I’m still trying to get a grip on the idea that I’m 90 percent microbes; the thought intruded during a yoga class yesterday as my microbes neatly lined up in Warrior One and the rest of me followed. (Maybe I’m only 30 percent microbes, but that doesn’t make this any easier.)
Even so, I’m fascinated by the microbiome story and eager to see where it will lead. I think this could turn out to be one of the most significant medical discoveries of our time.
Unfortunately, the data lag far behind promises such as that one. This seems to be a story in which it’s particularly easy to promise too much. I think that’s partly because the claims make so much sense. They have to be right, don’t they?
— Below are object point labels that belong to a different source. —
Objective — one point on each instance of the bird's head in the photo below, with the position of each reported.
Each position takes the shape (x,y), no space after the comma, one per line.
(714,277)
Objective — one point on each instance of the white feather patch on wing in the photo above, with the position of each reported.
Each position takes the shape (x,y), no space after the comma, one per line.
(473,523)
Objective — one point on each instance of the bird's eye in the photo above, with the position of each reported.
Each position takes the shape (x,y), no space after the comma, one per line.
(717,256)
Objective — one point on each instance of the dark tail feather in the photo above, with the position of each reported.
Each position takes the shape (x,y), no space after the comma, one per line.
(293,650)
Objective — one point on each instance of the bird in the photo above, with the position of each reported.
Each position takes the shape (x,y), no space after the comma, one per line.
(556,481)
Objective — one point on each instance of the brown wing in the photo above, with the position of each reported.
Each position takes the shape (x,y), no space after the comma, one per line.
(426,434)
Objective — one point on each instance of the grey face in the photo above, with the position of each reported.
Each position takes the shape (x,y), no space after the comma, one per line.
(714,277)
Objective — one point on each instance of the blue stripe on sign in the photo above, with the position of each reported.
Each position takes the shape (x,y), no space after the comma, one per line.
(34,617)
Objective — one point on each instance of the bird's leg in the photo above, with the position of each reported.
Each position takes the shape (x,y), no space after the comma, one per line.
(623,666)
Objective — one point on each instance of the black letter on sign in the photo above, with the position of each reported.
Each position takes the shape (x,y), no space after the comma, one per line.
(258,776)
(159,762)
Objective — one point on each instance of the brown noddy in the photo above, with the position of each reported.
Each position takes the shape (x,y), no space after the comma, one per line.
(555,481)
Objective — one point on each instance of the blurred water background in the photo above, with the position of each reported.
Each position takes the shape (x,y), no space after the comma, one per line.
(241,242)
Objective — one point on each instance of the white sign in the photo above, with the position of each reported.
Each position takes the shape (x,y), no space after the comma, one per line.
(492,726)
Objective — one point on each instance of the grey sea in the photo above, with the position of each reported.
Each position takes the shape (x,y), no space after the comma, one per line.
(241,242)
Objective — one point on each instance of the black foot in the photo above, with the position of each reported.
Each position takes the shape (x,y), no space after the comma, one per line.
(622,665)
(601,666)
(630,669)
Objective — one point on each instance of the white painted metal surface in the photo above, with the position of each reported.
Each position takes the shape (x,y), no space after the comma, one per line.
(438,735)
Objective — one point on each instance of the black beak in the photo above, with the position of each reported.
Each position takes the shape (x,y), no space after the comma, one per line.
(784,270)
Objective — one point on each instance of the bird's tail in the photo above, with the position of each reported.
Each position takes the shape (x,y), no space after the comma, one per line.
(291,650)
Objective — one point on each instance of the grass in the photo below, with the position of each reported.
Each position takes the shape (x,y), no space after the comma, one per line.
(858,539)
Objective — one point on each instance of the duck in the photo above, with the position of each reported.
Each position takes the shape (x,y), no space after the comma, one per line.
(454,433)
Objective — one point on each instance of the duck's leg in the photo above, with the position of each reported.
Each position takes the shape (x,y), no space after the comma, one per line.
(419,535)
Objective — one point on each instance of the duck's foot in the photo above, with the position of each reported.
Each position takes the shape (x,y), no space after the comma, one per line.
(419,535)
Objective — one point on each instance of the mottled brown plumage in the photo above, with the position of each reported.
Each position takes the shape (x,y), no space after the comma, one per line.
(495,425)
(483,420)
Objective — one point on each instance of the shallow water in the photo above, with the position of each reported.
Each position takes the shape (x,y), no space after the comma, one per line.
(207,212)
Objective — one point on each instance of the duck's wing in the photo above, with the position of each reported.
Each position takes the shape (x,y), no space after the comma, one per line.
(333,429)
In the current issue of Nature, William P. Hanage, an associate professor of epidemiology at the Harvard School of Public Health, warns that “microbiomics risks being drowned in a tsunami of its own hype.” He’s talking to scientists, but his warning applies to reporters as well.
He lists five questions that researchers should ask to avoid the hype. Click over to Nature to find them. Here’s the first, as a teaser:
Can experiments detect differences that matter?…For example, microbiomes associated with obesity have been distinguished by different ratios of bacterial phyla, which encompass a staggering range of diversity. If this criterion were used to characterize animal communities, an aviary of 100 birds and 25 snails would be considered identical to an aquarium with 8 fish and 2 squid, because each has four times as many vertebrates as molluscs…
Before you write your next story on the wonders of microbiomics, tape Hanage’s questions on the wall beside your desk. Or take a look at your aquarium.